Posted 6/11/2007 11:22 AM (GMT 0)
Hi Mariela, first I just want to say welcome to the group. I'm sorry you are going through all off this. I know it's confusing. and frustrating. Redrose gave you some great advise. What is going on with you goes on with all of us. It takes so long to find a doctor who will take us seriously and than be able to come up with a DX. If you aren't happy with the doctor who have try to find another one. Also you said you have inflamation in your joints. That should have been ared flag for your doctor right there. Plaq. does help with inflamation. That's the only reason I can think of.

Again welcome to the group
hugs
carol
Posted 6/11/2007 12:20 PM (GMT 0)
Hi Mariela,

   Another welcome to you! I'm sorry your going through this at such a young age....((Hugs)). I started having symptoms of lupus when I was 19, but wasn't dx'd till I was 32.

   Redrose gave you some great info. Keep searching for answers and relief. It sounds like your doctor is treating your symptoms. Hopefully, you will start to feel better soon.

  Hang in there and please keep us updated. Ask all the questions you want. We will help you in anyway we can. This is a wonderful group of people.

  Take care and know that your not alone in this. You will find alot of support here. You will be in my thoughts and prayers.

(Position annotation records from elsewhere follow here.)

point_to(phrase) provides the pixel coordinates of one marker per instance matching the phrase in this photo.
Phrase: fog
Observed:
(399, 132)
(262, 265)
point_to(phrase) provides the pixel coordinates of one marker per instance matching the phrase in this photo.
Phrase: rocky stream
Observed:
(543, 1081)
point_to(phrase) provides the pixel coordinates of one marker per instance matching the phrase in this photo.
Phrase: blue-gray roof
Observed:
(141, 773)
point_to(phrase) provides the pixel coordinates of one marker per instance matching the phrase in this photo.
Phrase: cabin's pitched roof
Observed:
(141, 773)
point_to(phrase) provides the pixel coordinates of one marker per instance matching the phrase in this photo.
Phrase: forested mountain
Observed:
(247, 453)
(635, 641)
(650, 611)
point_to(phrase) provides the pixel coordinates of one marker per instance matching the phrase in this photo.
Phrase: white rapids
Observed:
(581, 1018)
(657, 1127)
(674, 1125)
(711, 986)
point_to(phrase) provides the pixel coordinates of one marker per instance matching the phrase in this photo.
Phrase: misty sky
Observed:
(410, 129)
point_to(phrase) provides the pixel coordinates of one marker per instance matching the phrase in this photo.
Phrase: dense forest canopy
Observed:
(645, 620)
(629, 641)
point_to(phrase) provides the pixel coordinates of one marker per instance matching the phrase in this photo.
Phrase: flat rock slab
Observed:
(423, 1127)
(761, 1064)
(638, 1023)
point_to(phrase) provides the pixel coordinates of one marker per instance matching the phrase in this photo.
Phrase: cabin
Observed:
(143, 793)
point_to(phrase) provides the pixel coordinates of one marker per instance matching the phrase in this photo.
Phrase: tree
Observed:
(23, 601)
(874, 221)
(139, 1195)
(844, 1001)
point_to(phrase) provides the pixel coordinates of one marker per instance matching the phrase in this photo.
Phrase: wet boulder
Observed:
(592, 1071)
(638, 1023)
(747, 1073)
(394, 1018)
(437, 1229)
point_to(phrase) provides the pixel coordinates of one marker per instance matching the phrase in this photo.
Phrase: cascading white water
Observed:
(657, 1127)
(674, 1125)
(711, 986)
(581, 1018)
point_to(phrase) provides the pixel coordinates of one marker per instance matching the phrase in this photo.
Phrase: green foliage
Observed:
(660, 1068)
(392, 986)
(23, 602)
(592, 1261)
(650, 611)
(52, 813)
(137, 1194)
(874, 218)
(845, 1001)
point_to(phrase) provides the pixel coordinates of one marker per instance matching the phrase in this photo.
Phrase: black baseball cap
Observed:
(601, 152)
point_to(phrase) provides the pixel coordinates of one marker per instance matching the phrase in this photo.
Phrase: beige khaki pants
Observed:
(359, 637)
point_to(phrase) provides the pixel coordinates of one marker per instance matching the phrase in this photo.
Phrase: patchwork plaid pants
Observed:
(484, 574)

                                                                 Babs

Posted 6/11/2007 12:45 PM (GMT 0)
Hi Mariela,
Please continue to come here and read posts from people. You may find lots of information that pertains to your symptoms, or recognize things in yourself that other people are experiencing. It takes a really long time to get a diagnosis, some of us here still don't even have one. Basically, my doctors and I are just treating symptoms as they arise. One thing I wanted to mention, stay out of the sun, if you can. I know what it's like when you want to be tan, I'm pretty much pale-faced all year long, but the sun can cause your symptoms to get aggravated, make them worse. Redrose's comment about listening to your body is excellent..we know our bodies better than anyone else, don't let anyone sell you short. Good luck!
Lori
Posted 6/11/2007 1:55 PM (GMT 0)
Hi Mariela, I wanted to add my welcome. Redrose gave you good advice about keeping track of your symptoms and writing down everything, taking pictures, etc. You will find that many of these unconnective tissue diseases work like a puzzle and you have to give your doc all the pieces to see the picture. Hopefully the Plaquenil starts working for you. I also think that was good for him to give you so at least you can start being treated.

Take Care
Posted 6/11/2007 2:04 PM (GMT 0)
Hi Mariela, I also wanted to welcome you. I'm sorry to hear about your recent health problems and that you don't have any answers yet - it can be very frustrating. I want to emphasize what redrose told you about trusting your instincts about what its going on with you - you live in your body and you are the expert on it. I also want to encourage you to give the plaquenil a chance. Like redrose said, it can take quite a while to build up in your system enough to reach therapuetic levels. It's a great med to be on if you think you might have lupus because it is usually the first line of defense against lupus and can help slow the progression of the illness. Please feel free to ask any other questions you have. Take care and I'm glad you joined us.
Posted 6/11/2007 3:52 PM (GMT 0)
Hi Mariela,

Your post really hit home because my 19 year old daughter has a positive ANA and renaud's, so I worry about her health. Two things I'd like to mention.

First is exactly what Hippimom said in her post. Plaquenil is often given not just for your symptoms, but to keep whatever you have from getting worse. These diseases often progress, and if you can stop that from happening now, while you may not know it's happening, it might be the best thing you've ever done for your body.

As far as sunbathing, please consider the fact that the sun might be your worst enemy and can make you very sick. And tanning booths are worse than the sun. It has been proven that too much sun is bad for even the healthiest people, but for people with lupus it can be devastating to our health. Most of us who want a tan use self-tanning creams or sprays and they work real well.

You mentioned that your mom has lupus. Are her symptoms bad? I hope you can talk to her about what you're going through because she can surely understand what you're going through.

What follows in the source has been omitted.